Reputation: 876
I'm analyzing a dataset where I have medical bootcamp informations.
From start date and end date(day/month/year) of this bootcamps, I've created a function that lists all the months between startdate and enddate
import datetime
from dateutil.rrule import rrule, MONTHLY
def list_months_in_date(start_date: datetime, end_date : datetime) -> list :
strt_dt = datetime.datetime.strptime(start_date, "%d-%b-%y")
end_dt = datetime.datetime.strptime(end_date, "%d-%b-%y")

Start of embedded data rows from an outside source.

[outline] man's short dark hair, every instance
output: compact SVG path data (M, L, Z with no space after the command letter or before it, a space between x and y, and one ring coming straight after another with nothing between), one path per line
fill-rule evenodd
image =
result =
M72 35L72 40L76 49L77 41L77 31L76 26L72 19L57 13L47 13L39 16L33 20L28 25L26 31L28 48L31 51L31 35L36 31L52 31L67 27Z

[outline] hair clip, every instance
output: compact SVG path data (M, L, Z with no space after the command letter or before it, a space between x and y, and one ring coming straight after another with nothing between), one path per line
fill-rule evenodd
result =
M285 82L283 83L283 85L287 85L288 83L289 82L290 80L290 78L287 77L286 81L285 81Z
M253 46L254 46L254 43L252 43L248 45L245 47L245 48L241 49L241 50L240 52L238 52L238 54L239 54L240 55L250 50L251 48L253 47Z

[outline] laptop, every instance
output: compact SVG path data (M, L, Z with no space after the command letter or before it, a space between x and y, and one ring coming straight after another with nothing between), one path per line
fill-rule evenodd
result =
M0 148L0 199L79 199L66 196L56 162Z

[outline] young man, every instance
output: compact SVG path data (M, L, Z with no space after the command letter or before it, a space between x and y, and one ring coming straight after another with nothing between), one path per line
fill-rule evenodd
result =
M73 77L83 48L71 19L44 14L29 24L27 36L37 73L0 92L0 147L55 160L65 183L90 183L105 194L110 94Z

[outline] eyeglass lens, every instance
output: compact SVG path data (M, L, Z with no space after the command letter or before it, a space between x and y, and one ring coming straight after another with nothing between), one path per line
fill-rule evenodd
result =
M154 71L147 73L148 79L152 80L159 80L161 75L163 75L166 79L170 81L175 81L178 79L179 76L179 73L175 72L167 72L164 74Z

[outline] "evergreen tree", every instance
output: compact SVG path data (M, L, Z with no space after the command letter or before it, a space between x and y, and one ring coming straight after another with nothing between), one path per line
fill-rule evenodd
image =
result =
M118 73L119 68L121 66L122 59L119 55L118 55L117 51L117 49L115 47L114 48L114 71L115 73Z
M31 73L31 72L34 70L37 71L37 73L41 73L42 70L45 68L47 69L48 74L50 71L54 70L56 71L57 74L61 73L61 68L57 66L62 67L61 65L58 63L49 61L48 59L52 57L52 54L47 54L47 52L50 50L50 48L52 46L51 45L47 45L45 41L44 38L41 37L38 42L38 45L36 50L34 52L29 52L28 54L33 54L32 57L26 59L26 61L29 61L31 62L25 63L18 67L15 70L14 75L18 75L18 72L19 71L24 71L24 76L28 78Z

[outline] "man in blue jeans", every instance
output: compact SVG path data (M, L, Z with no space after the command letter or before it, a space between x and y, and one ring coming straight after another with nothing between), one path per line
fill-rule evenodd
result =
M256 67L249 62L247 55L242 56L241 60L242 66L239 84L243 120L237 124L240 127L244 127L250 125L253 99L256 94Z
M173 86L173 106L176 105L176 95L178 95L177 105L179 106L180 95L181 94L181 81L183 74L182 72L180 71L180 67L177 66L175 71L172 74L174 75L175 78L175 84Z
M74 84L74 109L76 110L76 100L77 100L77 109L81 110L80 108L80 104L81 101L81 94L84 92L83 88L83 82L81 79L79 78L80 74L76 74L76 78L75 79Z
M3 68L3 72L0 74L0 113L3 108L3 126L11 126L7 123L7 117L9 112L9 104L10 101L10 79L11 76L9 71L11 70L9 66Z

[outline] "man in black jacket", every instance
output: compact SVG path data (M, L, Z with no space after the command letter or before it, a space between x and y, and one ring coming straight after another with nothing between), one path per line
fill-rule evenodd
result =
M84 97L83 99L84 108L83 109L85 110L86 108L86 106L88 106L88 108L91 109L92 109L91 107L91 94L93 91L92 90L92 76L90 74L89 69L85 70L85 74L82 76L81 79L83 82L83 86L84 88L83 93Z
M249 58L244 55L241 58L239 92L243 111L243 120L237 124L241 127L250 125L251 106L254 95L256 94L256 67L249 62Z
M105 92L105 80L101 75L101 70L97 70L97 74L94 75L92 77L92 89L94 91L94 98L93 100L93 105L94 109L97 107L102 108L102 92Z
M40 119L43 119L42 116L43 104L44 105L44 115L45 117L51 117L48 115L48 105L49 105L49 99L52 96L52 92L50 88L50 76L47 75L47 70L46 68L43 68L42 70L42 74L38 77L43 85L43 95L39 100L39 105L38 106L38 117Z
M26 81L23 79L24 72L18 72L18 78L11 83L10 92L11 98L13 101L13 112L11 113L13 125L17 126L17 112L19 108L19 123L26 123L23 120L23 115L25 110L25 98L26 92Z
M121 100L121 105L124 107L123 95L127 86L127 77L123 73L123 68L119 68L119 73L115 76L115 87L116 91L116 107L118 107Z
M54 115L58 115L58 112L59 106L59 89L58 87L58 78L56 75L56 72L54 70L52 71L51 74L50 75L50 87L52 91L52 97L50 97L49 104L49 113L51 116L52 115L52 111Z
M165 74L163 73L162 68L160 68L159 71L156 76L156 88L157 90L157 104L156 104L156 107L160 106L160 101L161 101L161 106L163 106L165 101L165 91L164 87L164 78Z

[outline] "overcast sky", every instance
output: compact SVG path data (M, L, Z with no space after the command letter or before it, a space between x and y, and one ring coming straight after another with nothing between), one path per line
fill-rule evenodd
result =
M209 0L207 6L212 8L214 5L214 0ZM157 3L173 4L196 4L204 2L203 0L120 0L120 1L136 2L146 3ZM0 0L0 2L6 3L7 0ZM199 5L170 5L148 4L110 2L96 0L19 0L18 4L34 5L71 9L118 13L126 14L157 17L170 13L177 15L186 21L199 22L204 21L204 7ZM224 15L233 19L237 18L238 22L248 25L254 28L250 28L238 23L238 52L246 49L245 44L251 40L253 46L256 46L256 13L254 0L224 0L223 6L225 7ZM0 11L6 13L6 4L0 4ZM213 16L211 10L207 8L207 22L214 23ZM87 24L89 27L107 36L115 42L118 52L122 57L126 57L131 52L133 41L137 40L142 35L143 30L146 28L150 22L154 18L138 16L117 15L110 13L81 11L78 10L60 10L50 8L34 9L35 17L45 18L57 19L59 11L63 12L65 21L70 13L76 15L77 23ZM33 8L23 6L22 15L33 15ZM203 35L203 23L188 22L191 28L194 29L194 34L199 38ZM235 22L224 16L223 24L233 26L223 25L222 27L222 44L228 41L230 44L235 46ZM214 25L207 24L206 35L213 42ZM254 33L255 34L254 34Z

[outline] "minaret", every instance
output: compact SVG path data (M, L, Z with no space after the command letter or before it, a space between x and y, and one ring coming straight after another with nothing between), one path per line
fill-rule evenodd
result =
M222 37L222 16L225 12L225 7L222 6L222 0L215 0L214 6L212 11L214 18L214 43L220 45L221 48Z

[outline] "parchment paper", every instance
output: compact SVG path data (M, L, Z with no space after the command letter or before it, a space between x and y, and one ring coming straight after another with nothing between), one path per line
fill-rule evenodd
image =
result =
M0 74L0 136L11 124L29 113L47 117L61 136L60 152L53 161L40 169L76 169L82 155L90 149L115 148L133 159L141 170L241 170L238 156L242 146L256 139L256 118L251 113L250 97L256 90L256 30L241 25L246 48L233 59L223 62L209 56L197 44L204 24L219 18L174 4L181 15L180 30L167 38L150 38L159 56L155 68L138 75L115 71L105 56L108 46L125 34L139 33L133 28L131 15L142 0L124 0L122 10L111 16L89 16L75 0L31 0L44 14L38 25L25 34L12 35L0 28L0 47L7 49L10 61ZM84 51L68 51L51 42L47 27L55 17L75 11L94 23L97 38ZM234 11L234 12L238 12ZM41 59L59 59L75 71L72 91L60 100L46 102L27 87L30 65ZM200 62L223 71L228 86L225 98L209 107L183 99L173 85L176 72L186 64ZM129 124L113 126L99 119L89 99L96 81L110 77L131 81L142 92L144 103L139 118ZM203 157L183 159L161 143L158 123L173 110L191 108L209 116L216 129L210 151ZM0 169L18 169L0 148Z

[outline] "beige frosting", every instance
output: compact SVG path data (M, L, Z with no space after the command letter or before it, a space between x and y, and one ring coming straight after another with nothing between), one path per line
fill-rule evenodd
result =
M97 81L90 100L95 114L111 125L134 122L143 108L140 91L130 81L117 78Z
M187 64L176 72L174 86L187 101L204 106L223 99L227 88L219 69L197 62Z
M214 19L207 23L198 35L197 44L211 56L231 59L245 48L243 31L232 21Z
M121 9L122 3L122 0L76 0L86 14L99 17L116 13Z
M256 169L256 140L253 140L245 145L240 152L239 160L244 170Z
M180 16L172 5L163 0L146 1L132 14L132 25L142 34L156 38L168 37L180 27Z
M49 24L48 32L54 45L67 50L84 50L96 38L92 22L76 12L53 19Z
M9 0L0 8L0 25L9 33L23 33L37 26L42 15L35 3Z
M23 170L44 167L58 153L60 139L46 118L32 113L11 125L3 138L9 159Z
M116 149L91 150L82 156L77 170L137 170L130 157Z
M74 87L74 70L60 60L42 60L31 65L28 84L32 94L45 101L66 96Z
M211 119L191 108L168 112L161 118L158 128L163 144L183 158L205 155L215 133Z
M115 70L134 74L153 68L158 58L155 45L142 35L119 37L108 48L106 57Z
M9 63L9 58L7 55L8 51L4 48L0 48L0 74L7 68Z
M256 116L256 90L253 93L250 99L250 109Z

dates = [dt for dt in rrule(MONTHLY, dtstart=strt_dt, until=end_dt)]
distinct_months = []
months = [date.strftime("%B") for date in dates if date.strftime("%B") not in distinct_months]
distinct_months = list(set(months))
return distinct_months
and I have my function to obtain season from a range of dates
def list_months_to_season(distinct_months : list) -> list:
season = []
autumn = ["September","October","November"]
winter = ["December","January","February"]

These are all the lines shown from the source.